La demande la Criirad est restée sans suite. Notamment parce qu’en 1998, l’Agence internationale de l'énergie atomique (AIEA) a considéré les «risques radiologiques pour les générations actuelles et futures» comme étant «négligeables». La même agence avait d'ailleurs déclaré qu’«il [n’était] pas nécessaire de poursuivre la surveillance de l’environnement de Moruroa.»

Posture diplomatique

Avec Telsite 2, l’État français semble vouloir rassurer en ce qui concerne les risques géologiques. L’indépendantiste Richard Thueiava récuse cependant tout acte de bonne volonté: «Il est évident que si le ministère de la Défense s’occupe de la Polynésie, c’est pour sa posture diplomatique.»

D’après lui, l’État est «sous pression» depuis qu’il s’est prononcé contre le traité international d’interdiction des armes nucléaires voté par les Nations unies en juillet 2017. Alors que Donald Trump et Kim Jong-un s’envoyaient des menaces atomiques, 122 pays sur 192 avaient approuvé le texte, mais pas la France.

«Alors pour se rattraper, on essaie de faire bonne image [...], poursuit le sénateur.
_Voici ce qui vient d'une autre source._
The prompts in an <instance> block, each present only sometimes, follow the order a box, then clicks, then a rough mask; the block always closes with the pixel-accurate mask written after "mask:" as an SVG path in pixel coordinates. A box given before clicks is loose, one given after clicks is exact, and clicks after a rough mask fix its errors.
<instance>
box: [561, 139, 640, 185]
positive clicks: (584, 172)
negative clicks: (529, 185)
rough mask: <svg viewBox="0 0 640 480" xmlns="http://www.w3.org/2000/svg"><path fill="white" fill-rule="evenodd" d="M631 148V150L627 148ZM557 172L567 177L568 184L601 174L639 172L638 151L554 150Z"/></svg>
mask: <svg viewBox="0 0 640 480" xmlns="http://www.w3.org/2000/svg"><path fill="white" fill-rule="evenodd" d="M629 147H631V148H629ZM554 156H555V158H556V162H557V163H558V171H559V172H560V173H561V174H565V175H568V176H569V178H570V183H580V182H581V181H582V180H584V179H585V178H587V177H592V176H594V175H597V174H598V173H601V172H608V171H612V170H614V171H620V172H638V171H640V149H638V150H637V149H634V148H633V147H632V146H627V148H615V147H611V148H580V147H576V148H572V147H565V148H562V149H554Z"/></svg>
D’où l’accord de l’Élysée de l’année dernière signé entre Hollande et Fritch [le président de la Polynésie française, ndlr], d’ailleurs repris par Macron aujourd’hui, d’où Telsite 2, d’où cette révision in extremis de la loi Morin [qui supprime la notion de “risque négligeable” dans la loi relative à la reconnaissance et à l'indemnisation des victimes des essais nucléaires français, ndlr].»

Techniquement, la France ne peut pas ratifier le traité des Nations unies, car elle effectue toujours des essais nucléaires en laboratoire: depuis 2014, en Gironde, des équipes s’attèlent au développement d’une nouvelle arme nucléaire, grâce au laser mégajoule.